ACLU: l'ONG américaine qui mène la fronde contre le «Muslim Ban» de Trump

Depuis le 28 janvier 2017, des milliers d'Américains expriment leur opposition au décret présidentiel qui interdit aux réfugiés et à des ressortissants de sept pays à majorité musulmane d'entrer sur le territoire américain. L'Union américaine pour les libertés civiles (ACLU) a obtenu une victoire concrète en portant l'affaire devant la justice et elle ne compte pas baisser les bras.

Les avocats de l\'ONG ACLU, le 29 janvier 2017 à l\'aéroport international Dulles de Washington.
Les avocats de l'ONG ACLU, le 29 janvier 2017 à l'aéroport international Dulles de Washington. (Mathieson Sr./Shutterst/SIPA)

L'Union américaine pour les libertés civiles (ACLU), la plus importante organisation américaine de défense des droits civils, est aux premières loges du combat contre le décret présidentiel sur l'immigration (Executive Order, en anglais, intitulé Protecting the Nation From Foreign Terrorist Entry Into the United States). 

Elle a obtenu une première victoire au lendemain de l'entrée en vigueur du décret signé le 27 janvier 2017 par Donald Trump. Une juge fédérale de New York en a partiellement bloqué l'application.  

Les deux Irakiens ont été libérés, ainsi qu'une centaine de personnes après l'ordonnance de la juge de Brooklyn, Ann M.Donnelly. Elle a statué contre l'expulsion des migrants et réfugiés, originaires des pays concernés par le décret, qui avaient les documents requis pour entrer aux Etats-Unis. A travers le pays, plusieurs juges fédéraux se sont alignés sur la position de leur collègue new-yorkaise.

 
Désormais surnommé le «Muslim Ban», le décret interdit l'entrée de façon indéfinie à tous les réfugiés syriens et pendant 120 jours à ceux originaires d'autres pays. L'interdiction concerne aussi, pour 90 jours, les ressortissants de sept pays (Iran, Irak, Libye, Somalie, Soudan, Syrie et Yémen) à majorité musulmane et considérés par la Maison Blanche comme pourvoyeurs de terroristes. «Nous n'avons aucun doute sur la caractère discriminatoire de ce décret», a souligné le directeur d'ACLU, Anthony D.Romero.
 
«Cela montre que quand le président Trump adopte des lois ou des décrets qui sont inconstitutionnels et illégaux, les tribunaux sont là pour défendre les droits de tous», a-t-il par ailleurs déclaré quand son association a obtenu gain de cause devant la justice. Les avocats de l'ONG ont pris d'assaut les aéroports américains pour venir en aide aux voyageurs concernés, de même que leurs militants pour protester contre cette loi anti-immigration.

 
​Dans la même veine, les appels aux dons en faveur de l'organisation de défense des libertés civiles se sont multipliés, notamment de la part de nombreuses stars. Beaucoup d'entre elles ont manifesté leur opposition le 29 janvier 2017 au «Muslim Ban» lors de la cérémonie des SAG Awards (trophés décernés par le syndicat des acteurs de cinéma et de télévision aux Etats-Unis).

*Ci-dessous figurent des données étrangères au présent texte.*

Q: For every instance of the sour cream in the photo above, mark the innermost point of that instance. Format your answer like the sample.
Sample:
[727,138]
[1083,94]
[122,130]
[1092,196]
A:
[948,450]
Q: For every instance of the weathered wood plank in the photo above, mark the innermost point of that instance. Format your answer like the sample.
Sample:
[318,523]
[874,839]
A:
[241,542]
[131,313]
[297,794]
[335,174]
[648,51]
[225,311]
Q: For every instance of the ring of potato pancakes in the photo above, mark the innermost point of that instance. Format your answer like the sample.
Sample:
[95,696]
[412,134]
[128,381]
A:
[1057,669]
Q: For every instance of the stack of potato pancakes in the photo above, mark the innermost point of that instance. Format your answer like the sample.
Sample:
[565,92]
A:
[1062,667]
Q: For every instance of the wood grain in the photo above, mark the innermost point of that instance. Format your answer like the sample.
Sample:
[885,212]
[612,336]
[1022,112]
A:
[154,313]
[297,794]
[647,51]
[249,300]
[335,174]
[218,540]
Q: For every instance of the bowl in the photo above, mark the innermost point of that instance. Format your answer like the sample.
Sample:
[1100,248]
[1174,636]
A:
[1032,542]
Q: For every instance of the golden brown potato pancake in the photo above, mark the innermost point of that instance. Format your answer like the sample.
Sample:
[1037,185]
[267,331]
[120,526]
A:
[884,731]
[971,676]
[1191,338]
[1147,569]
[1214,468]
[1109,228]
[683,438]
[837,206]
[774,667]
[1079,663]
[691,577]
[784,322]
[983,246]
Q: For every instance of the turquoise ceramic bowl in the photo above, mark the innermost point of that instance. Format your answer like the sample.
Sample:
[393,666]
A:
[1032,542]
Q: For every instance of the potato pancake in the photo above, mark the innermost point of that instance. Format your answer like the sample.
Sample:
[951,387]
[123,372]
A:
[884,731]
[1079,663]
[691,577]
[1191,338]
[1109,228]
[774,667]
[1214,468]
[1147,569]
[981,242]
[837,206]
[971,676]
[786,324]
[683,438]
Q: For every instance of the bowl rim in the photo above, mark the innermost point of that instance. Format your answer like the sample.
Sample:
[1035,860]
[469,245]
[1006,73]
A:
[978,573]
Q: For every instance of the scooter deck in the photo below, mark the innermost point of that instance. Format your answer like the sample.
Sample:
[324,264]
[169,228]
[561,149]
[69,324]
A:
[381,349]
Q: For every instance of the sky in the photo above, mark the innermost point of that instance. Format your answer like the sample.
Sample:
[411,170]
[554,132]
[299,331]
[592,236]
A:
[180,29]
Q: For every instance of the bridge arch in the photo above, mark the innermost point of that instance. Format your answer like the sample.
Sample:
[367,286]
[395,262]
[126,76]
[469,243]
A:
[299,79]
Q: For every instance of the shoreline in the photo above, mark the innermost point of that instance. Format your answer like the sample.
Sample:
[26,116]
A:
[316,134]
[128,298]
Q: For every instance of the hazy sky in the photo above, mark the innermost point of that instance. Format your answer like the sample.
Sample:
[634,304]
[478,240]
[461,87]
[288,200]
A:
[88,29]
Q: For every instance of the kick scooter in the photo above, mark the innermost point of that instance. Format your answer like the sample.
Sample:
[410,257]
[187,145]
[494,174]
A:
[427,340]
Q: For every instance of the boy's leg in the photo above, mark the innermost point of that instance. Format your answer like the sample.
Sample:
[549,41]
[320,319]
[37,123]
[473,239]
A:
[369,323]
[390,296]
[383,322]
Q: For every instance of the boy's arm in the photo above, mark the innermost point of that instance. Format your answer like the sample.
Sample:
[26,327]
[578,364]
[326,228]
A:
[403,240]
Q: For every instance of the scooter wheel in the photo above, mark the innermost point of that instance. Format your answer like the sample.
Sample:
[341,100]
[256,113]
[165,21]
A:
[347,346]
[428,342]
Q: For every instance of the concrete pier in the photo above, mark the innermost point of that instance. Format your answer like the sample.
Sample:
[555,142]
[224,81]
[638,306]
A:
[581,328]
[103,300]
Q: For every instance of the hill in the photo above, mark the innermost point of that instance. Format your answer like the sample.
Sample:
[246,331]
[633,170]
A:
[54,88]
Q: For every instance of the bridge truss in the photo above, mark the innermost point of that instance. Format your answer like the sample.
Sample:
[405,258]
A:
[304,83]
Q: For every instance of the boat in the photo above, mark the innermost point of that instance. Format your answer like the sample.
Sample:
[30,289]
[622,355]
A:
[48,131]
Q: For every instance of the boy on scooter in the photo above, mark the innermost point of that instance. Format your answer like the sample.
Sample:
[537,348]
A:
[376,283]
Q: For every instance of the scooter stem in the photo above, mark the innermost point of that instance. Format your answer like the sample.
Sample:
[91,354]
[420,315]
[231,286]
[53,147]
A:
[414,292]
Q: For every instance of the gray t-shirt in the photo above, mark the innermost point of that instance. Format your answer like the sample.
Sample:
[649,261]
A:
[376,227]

L'ACLU a ainsi reçu en un week-end plus de 24 millions de dollars en ligne contre les 3-4 millions de dons qu'elle recevait en moyenne par an.


Un décret présidentiel n'a pas besoin de l'approbation du Congrès pour rentrer en application. Selon CNN, 16 procureurs démocrates dans un communiqué ont estimé que le décret présidentiel était «anti-constitutionnel» et comptait le contester légalement. La loi n'a même pas été défendue par la ministre de la Justice par intérim, Sally Yates, qui la juge illégale. Elle a été démise de ses fonctions par Donald Trump qui l'accuse de «trahison». 

«Pour que les choses soient claires, il ne s'agit pas d'une interdiction visant les musulmans, comme les médias le rapportent faussement», s'est défendu le président Trump. «Cela n'a rien à voir avec la religion, il s'agit de terrorisme et de la sécurité de notre pays.» ACLU poursuit sa bataille juridique en arguant devant les cours du caractère anti-constitutionnel du décret. «Le gouvernement ne peut pas adopter une loi qui discrimine une religion en particulier», a rappelé Omar Jadwat, en charge des droits des migrants à ACLU.